Voyage autour de ma cave par Michel Bettane #16

Je poursuis mes rendez-vous avec les rieslings d’Alsace qui sont, avec ceux du Rhin et de la Moselle, les blancs les plus chers à mon cœur, mais qui sont beaucoup moins connus et considérés par beaucoup de mes convives. Ce qui me permet de les laisser vieillir. Une des joies du confinement me sera celle de me permettre de les boire à maturité. Andrée Trapet est la femme de Jean -Louis, un des plus célèbres producteurs de Gevrey-Chambertin. Elle en partage les grandes et rares qualités humaines de générosité, d’ouverture, d’amour du travail bien fait, et bien fait en personne, de gentillesse et simplicité. Elle a hérité de sa famille originaire de Beblenheim un joli patrimoine de vignes, agrandi par l’acquisition de belles parcelles sur Riquewihr et ces 40 ares du grand cru Schlossberg. Le magnifique coteau granitique de ce grand lieu-dit de 80 ha, le premier à être classé grand cru en 1975, avec ses terrasses rendues nécessaires par la pente et son important dénivelé (250/ 350 mètres) se partage entre les communes de Kaysersberg et de Kientzheim. Il est depuis longtemps réputé pour la finesse d’expression de ses rieslings, qui puisent sa délicieuse minéralité dans un riche patrimoine d’oligo-éléments.

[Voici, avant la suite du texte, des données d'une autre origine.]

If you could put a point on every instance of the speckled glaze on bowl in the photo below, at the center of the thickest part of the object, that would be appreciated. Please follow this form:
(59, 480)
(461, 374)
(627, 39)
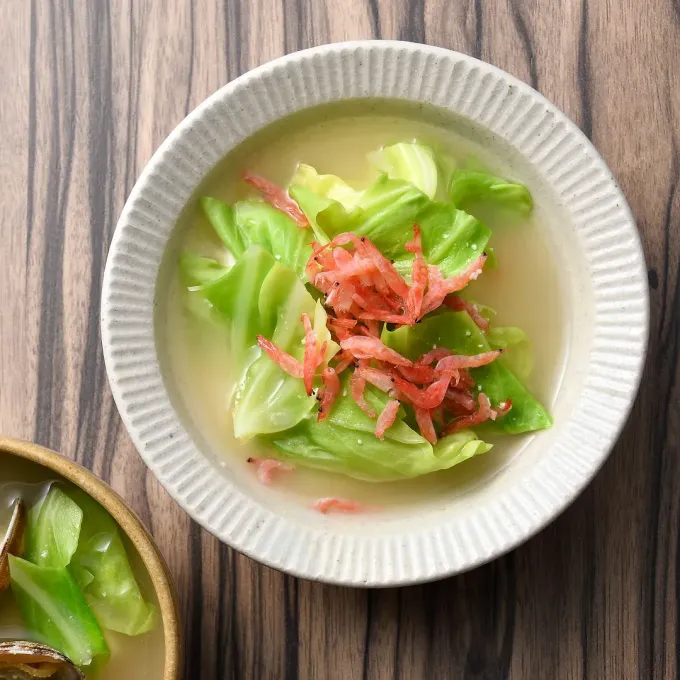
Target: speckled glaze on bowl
(130, 524)
(601, 264)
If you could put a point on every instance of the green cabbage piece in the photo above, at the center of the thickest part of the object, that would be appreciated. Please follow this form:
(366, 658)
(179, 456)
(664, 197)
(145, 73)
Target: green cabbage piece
(520, 359)
(256, 222)
(53, 533)
(451, 239)
(468, 187)
(344, 443)
(312, 205)
(456, 331)
(53, 607)
(386, 212)
(328, 186)
(260, 296)
(196, 270)
(221, 217)
(411, 162)
(104, 573)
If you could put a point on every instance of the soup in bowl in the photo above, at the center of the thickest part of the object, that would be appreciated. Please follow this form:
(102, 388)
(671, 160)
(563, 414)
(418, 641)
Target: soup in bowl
(364, 334)
(84, 592)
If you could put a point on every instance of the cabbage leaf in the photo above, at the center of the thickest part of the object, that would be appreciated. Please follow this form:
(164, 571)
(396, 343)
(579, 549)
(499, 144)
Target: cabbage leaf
(256, 222)
(411, 162)
(456, 331)
(260, 296)
(345, 443)
(469, 187)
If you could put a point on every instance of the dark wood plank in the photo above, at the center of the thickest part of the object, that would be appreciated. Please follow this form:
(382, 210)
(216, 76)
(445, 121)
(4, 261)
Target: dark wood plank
(92, 88)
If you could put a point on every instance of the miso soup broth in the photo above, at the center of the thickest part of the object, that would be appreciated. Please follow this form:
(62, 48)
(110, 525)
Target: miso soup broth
(132, 657)
(525, 290)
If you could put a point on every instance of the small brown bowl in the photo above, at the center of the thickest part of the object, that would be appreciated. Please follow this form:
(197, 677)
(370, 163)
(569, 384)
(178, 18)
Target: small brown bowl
(134, 530)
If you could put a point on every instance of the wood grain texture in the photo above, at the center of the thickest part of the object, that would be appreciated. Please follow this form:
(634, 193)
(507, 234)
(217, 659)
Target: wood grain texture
(90, 88)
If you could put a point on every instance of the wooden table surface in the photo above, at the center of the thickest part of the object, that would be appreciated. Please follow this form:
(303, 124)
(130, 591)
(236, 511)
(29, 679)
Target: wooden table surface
(91, 88)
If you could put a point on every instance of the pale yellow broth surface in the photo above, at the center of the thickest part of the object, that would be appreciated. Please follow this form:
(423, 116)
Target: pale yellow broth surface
(524, 289)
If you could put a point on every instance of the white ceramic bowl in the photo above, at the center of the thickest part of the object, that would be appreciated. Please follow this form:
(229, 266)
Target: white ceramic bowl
(606, 304)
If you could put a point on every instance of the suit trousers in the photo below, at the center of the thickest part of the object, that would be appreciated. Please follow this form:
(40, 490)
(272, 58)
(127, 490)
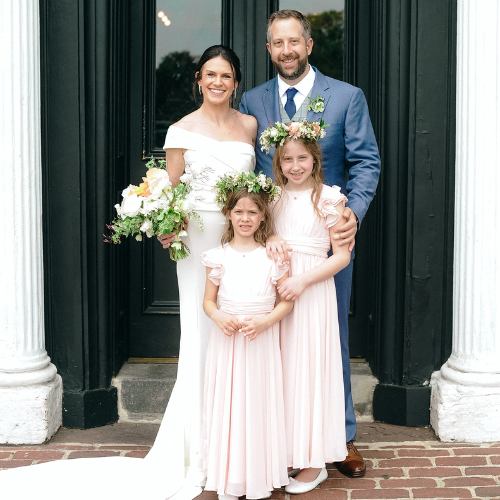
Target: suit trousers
(343, 282)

2009 fut un millésime chaud, propice à la concentration des raisins et, en principe, peu adapté aux sols granitiques qui conservent la chaleur et craignent la sécheresse. C’était aussi une période où les vins à forte présence de sucre résiduel plaisaient à l’étranger et moins en France. Nous ne savions pas, nous ne savons toujours pas, avec quoi les boire et nous ne parvenons pas à savoir sans indication précise sur l’étiquette s’ils sont secs et faits pour les poissons nobles, avec moins de 5 grammes de sucre ou plus tendres (5 à 10 grammes) ou, même, demi-sec. Ce 2009 n’a pas échappé à la tendance, le vieillissement permet de le comprendre avec plus de précision et de mieux savoir le consommer. Son nez magique évoque la pierre, les fruits jaunes qu’on aime distiller localement, comme la mirabelle. Aucune trace d’oxydation lactique, façon bourgogne moderne, ou de réduction simplificatrice, mais un éclat et une générosité remarquables. La matière est somptueuse, texture riche et fortes sensations tactiles, évidemment le sucre est présent, d’autant que l’acidité n’est pas très élevée. Pas question de poissons au beurre ou à la crème, de crustacés et, même, de volaille. À table, on ne voit qu’une belle tarte aux mirabelles ou aux coings pour l’accompagner. C’est oublier qu’on peut boire aussi ce type de grand blanc en dehors des repas, comme on le fait encore aujourd’hui couramment en Europe Centrale, pour le simple plaisir ou pour accompagner vers 18 heures des biscuits, des confitures ou des tartelettes aux pommes, aux poires, aux fruits jaunes. Vin de convivialité. Je suis persuadé que depuis ce millésime qui fut un des premiers vinifiés par Andrée, des vins plus secs et sans doute plus conformes à l’esprit de ce grand terroir ont retrouvé leur place en gastronomie classique.